C’est dans une maison où résonnent à la fois les symphonies classiques et la voix d’Asmahan que Monia Rizkallah grandit, à Bordeaux, dans une famille immigrée marocaine. Son père, chauffeur-mécanicien, l’inscrit au conservatoire dès ses sept ans. Elle y rencontre Madame Vallée, sa première professeure de violon, et tombe autant amoureuse de son instrument que de la bienveillance de son enseignante. Pour payer les cours, sa mère, femme au foyer qui effectue des travaux de couture pour arrondir les fins de mois, troque des heures de ménage contre des leçons de musique pour sa fille. Ce geste d’abnégation scelle sa vocation précoce.

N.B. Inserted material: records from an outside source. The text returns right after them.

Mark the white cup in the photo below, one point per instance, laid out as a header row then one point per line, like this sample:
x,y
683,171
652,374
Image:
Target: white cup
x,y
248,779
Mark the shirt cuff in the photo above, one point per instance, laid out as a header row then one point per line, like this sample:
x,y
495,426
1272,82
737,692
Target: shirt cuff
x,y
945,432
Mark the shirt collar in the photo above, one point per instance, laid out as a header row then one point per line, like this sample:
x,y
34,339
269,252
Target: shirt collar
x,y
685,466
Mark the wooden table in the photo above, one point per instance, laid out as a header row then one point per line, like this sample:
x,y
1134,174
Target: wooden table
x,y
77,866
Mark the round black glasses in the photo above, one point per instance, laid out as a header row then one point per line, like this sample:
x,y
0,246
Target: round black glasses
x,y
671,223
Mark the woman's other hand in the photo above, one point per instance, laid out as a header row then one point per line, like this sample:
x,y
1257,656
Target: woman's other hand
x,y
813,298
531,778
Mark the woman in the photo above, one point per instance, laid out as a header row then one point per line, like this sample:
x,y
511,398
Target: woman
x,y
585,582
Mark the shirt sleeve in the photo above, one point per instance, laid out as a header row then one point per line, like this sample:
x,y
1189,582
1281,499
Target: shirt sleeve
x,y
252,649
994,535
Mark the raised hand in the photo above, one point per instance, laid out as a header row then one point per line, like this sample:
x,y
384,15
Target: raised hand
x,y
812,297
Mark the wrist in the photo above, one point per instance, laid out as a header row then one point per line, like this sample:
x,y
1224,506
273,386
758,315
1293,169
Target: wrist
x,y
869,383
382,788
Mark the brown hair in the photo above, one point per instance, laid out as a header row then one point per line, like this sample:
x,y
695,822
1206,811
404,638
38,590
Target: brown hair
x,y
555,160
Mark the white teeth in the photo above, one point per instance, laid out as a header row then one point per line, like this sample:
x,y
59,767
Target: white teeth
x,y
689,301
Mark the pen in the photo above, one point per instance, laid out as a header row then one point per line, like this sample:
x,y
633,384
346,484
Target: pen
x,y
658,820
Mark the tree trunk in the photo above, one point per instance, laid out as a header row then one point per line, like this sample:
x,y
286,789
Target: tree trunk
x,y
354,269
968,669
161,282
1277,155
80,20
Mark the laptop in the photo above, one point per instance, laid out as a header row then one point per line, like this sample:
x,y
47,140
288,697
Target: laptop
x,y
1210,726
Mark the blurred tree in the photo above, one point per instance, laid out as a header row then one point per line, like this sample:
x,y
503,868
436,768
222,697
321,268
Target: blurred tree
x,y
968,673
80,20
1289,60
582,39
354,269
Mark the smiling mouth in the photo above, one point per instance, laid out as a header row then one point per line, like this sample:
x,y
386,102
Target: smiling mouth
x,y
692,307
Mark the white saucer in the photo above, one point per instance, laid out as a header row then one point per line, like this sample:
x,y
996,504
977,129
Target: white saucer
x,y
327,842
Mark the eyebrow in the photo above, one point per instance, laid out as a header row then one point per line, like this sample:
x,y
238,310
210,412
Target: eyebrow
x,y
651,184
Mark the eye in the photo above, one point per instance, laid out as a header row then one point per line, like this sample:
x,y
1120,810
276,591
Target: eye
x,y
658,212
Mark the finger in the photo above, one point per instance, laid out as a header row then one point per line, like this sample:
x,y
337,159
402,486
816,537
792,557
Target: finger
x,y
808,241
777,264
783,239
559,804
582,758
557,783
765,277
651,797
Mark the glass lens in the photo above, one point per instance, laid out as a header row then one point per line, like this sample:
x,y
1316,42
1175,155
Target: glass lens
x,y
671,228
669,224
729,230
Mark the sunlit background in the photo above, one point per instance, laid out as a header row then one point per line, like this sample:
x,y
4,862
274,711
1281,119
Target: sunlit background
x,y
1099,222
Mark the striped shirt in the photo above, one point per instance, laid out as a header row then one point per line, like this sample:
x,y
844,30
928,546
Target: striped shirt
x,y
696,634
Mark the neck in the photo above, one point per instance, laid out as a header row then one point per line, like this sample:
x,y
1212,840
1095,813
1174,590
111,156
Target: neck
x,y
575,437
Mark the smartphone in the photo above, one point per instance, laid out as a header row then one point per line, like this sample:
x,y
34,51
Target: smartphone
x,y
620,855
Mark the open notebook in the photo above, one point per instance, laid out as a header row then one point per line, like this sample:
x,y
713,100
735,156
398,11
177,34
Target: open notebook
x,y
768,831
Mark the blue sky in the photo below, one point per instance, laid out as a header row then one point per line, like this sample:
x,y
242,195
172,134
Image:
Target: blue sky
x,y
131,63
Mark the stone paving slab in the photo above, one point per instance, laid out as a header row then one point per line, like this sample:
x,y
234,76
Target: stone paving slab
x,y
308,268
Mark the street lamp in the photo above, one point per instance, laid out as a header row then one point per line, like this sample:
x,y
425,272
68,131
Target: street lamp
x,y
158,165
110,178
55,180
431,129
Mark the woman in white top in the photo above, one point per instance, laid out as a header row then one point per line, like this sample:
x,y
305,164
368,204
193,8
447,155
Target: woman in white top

Son premier souvenir musical marquant ? « Mon père nous emmenait, mes sœurs et moi, aux concerts de l’Orchestre national de Bordeaux tous les samedis. Les lumières, l’effervescence avant le lever de rideau, cette ambiance festive… tout me fascinait. Un soir, j’ai entendu le Boléro de Ravel pour la première fois. Vingt minutes d’un crescendo hypnotique. À la fin, un coup de cymbales a réveillé une spectatrice assoupie, qui a crié et fait rire toute la salle, et surtout moi », se souvient-elle.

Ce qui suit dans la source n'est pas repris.